Nǐ hǎo ! Je vais enfin pouvoir vous raconter mon voyage en Chine, du moins la première partie. Compte tenu du nombre considérable de photos à trier, j’ai décidé de diviser ma carte postale chinoise en 5 parties. Mon périple dans l’Empire du Milieu a duré une dizaine de jours intensifs, lors desquels mon cher et tendre et moi-même avons tenté de voir un maximum de choses. Nous avions divisé notre itinéraire en 5 étapes : Pékin, Pingyao, Xi’an, Zhangjiajie, Chengdu. Je publierai mes articles au fur et à mesure du tri de mes photos.

Avant d’entrer dans le vif du sujet, je vais répondre à une question qui nous a été posée : « Pourquoi la Chine ? » Pays à la politique controversée, longtemps coupé du monde, l’Empire du Milieu n’avait jamais figuré sur la liste des pays que je rêve d’explorer. De son côté, mon cher et tendre voyage chaque année en Chine pour son travail, un séjour d’affaires d’une semaine intense qu’il passe majoritairement à Canton. Explorateur dans l’âme, il en revient toujours un peu frustré de n’avoir vu qu’une toute petite partie de cet immense territoire à la culture si différente de la nôtre.
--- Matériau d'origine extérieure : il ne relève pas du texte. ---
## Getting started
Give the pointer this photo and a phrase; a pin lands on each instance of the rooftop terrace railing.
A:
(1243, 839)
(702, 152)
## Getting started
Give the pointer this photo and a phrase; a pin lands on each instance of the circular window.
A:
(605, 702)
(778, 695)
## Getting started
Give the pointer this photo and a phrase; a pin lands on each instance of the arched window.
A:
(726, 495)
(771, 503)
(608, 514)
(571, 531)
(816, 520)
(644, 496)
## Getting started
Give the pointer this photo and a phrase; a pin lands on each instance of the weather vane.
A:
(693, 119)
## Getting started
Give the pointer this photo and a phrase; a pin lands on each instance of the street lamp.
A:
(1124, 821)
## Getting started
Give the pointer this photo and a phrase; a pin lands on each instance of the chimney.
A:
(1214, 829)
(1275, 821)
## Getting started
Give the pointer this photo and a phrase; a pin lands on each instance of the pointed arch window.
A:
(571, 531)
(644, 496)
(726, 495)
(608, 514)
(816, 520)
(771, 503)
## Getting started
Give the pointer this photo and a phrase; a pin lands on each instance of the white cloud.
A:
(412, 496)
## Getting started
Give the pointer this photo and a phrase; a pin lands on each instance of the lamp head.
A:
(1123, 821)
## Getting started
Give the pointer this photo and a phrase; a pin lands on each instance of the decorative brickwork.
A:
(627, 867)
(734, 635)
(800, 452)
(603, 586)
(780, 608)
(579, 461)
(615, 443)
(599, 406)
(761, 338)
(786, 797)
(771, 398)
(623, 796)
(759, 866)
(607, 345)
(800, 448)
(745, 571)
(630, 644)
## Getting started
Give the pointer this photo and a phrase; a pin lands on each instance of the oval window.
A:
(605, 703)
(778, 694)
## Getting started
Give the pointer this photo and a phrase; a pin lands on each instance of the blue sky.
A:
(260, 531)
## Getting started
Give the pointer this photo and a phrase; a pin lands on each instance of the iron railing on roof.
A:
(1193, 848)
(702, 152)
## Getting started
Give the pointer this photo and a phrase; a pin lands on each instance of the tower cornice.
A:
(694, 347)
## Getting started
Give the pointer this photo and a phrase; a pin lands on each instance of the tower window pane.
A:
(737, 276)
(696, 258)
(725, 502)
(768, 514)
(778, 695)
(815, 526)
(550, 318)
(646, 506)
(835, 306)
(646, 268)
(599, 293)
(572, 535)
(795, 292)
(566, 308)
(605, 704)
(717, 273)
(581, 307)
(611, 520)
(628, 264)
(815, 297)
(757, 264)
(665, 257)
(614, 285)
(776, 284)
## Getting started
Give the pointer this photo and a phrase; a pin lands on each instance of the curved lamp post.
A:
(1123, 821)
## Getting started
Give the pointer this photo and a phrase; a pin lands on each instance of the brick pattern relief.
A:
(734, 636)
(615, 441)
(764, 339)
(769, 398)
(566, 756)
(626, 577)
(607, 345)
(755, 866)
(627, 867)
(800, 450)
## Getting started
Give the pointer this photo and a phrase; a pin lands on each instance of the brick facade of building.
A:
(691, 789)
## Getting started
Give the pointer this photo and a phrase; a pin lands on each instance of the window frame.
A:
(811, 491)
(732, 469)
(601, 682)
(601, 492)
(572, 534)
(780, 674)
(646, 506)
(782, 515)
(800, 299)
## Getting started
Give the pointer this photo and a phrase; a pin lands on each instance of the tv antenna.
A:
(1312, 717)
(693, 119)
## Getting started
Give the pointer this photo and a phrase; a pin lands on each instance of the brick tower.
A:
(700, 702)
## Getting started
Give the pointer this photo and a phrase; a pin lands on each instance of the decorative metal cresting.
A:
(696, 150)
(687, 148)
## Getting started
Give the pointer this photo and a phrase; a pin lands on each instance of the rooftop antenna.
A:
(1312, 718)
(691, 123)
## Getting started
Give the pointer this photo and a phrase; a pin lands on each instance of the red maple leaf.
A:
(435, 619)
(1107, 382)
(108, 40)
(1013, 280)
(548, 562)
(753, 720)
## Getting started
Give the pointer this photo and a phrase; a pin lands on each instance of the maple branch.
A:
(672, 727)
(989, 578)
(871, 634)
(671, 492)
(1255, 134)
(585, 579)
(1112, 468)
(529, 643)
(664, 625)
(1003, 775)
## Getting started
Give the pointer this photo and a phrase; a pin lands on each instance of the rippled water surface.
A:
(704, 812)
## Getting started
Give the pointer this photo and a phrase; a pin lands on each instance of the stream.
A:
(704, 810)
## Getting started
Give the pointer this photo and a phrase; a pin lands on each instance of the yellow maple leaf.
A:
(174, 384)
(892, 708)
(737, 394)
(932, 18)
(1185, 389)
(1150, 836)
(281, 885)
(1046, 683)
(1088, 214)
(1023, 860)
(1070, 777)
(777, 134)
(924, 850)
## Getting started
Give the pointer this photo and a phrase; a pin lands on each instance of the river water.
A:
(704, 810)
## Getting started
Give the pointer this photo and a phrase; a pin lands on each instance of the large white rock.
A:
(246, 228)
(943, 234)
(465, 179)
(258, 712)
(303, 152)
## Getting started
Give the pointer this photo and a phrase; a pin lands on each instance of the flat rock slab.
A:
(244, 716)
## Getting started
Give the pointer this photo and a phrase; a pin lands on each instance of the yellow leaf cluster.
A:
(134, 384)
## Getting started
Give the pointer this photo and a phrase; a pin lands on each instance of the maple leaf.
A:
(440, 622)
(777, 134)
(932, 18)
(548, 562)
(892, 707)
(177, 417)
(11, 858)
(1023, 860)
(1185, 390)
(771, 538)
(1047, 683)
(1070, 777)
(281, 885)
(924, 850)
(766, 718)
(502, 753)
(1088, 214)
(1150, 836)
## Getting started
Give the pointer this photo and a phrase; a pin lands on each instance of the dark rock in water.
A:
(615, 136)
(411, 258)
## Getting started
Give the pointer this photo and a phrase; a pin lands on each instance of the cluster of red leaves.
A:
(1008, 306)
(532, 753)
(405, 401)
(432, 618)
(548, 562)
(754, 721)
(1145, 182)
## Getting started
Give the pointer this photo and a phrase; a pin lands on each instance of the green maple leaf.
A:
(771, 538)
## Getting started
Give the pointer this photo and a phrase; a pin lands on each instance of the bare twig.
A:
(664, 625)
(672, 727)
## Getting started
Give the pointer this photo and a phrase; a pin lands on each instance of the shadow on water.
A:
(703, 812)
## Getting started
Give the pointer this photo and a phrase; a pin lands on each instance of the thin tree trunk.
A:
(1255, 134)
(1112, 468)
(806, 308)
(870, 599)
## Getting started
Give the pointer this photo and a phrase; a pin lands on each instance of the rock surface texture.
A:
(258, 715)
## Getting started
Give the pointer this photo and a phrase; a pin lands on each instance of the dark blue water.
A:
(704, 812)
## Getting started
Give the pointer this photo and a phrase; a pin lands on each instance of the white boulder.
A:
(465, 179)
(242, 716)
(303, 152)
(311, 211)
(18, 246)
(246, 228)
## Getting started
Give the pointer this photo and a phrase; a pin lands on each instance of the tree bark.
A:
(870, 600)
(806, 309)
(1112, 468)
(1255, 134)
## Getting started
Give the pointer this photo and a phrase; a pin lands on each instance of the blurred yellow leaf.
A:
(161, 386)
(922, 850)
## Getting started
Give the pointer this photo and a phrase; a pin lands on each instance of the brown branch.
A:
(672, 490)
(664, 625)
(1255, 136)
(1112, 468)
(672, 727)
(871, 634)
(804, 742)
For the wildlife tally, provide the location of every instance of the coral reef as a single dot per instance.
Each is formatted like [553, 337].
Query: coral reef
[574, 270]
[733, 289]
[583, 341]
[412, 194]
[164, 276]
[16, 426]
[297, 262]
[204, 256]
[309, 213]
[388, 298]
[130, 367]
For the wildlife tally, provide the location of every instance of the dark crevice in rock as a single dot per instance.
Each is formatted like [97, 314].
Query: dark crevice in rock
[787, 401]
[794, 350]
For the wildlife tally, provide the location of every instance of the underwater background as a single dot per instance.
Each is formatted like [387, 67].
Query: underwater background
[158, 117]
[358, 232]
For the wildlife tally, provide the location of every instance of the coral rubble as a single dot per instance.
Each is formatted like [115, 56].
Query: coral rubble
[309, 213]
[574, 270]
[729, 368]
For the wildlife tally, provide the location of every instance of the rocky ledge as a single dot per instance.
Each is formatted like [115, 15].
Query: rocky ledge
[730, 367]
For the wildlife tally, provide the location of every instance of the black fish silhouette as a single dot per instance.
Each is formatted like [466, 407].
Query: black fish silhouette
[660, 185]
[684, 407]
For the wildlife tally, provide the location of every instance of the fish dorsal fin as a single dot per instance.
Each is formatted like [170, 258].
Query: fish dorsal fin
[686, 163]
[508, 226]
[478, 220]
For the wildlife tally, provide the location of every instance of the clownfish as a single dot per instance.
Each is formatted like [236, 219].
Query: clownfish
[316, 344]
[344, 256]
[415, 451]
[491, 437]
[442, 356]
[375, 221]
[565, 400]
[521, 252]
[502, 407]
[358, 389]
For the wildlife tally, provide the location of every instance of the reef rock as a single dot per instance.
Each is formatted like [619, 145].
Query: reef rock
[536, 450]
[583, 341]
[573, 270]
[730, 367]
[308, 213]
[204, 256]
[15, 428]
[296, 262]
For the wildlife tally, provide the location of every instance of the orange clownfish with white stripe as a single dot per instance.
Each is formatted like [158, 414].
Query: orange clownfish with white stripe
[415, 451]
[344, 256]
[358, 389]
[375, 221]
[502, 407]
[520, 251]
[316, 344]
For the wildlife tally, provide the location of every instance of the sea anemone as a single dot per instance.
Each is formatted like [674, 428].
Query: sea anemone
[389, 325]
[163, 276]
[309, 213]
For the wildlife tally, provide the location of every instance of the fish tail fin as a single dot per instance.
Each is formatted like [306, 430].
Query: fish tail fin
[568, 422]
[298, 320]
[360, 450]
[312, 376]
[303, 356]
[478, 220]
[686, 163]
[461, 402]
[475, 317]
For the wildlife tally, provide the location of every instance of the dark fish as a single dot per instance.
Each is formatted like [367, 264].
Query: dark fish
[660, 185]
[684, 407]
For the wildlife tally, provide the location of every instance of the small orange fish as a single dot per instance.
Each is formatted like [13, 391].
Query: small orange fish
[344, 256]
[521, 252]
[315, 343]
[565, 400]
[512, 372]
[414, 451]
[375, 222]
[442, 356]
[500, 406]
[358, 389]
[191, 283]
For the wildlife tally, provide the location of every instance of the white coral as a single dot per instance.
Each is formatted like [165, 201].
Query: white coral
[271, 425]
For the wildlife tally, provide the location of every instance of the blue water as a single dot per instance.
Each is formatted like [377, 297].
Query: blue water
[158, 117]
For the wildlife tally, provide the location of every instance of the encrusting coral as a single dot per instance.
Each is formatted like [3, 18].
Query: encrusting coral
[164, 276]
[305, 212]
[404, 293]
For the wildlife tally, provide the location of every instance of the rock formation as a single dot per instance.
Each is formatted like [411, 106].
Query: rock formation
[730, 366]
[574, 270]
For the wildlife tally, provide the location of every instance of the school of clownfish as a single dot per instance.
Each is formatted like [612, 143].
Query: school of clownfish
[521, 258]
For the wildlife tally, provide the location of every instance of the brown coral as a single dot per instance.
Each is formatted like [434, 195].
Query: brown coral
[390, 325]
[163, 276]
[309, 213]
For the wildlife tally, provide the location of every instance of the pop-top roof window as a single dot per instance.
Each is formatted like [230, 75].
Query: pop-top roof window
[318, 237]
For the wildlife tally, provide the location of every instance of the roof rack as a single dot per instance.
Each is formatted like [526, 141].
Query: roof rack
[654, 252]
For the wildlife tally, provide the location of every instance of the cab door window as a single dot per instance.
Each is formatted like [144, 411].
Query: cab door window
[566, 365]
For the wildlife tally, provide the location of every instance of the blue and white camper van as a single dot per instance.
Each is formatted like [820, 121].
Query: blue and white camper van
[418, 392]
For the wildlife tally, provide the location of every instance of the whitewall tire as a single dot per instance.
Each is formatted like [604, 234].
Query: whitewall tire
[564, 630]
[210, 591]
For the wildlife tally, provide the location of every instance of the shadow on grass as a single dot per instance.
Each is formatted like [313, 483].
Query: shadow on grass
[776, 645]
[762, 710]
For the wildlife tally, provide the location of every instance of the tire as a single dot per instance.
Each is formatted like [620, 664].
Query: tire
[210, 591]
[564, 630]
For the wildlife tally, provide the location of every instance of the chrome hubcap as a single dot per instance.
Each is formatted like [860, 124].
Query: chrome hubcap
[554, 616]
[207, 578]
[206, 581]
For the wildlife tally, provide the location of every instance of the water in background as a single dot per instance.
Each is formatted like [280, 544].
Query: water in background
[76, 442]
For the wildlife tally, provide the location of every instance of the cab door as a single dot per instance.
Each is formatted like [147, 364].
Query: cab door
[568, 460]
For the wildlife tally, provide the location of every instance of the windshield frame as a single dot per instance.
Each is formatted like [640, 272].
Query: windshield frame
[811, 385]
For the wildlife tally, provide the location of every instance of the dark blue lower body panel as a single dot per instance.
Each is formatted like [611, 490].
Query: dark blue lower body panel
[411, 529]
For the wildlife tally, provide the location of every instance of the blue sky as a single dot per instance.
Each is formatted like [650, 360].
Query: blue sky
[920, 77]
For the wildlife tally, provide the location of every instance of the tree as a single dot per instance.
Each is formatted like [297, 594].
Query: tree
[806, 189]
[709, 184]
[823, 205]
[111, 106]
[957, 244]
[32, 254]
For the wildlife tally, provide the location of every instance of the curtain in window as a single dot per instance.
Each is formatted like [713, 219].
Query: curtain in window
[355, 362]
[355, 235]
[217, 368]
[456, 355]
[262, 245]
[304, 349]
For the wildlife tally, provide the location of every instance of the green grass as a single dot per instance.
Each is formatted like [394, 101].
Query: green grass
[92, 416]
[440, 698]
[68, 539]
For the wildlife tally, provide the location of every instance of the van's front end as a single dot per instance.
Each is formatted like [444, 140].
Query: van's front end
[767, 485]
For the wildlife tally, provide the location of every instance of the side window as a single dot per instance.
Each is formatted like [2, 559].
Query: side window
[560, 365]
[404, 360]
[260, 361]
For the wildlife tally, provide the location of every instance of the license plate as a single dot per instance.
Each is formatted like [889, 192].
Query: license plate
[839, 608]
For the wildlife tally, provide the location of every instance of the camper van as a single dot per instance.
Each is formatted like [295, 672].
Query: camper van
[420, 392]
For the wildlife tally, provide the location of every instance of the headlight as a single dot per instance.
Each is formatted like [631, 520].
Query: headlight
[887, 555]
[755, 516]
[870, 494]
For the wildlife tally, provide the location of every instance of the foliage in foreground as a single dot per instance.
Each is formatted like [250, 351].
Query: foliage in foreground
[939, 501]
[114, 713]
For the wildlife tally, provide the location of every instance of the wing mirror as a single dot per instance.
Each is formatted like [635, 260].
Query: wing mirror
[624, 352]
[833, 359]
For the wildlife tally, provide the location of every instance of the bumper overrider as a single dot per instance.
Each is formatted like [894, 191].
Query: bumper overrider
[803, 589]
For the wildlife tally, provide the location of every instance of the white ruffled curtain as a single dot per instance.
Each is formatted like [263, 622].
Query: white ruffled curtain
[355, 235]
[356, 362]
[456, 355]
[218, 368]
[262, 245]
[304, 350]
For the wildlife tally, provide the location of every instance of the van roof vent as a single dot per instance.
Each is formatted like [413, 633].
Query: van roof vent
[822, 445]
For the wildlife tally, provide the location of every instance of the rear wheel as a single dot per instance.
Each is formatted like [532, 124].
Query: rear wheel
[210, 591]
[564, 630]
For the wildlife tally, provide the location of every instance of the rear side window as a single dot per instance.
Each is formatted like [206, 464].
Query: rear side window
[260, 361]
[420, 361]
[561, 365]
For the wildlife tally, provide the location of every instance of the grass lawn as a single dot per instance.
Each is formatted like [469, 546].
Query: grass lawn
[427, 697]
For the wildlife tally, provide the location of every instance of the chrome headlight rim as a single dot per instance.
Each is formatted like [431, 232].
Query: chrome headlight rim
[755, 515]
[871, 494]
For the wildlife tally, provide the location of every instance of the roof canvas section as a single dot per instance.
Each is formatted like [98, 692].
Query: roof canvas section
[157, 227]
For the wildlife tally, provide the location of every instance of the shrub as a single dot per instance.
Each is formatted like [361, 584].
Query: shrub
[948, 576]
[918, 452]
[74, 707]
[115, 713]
Cette année, toutes les conditions ont été réunies pour qu’il puisse enfin entreprendre ce périple : son patron devait rentrer plus tôt à Londres, ses obligations professionnelles en Chine se terminaient la veille du long week-end de Pâques en Angleterre et la Chine n’imposait plus de visa pour les touristes ressortissants de plusieurs pays, dont la France et la Belgique. Il m’a ainsi proposé que l’on se retrouve à Pékin une fois libéré de ses rendez-vous professionnels. Si j’étais au départ hésitante en raison de la précipitation du voyage (décidé moins d’un mois avant le départ de mon cher et tendre), le besoin de changer d’air et d’échapper un peu à l’anxiété qui me rongeait depuis le début de l’année m’a finalement poussée à changer d’avis. Me voilà donc à l’aéroport d’Heathrow le 16 avril 2025, prête à traverser le ciel pendant près de 10 heures pour rejoindre mon cher et tendre dans un pays dont je ne connais presque rien…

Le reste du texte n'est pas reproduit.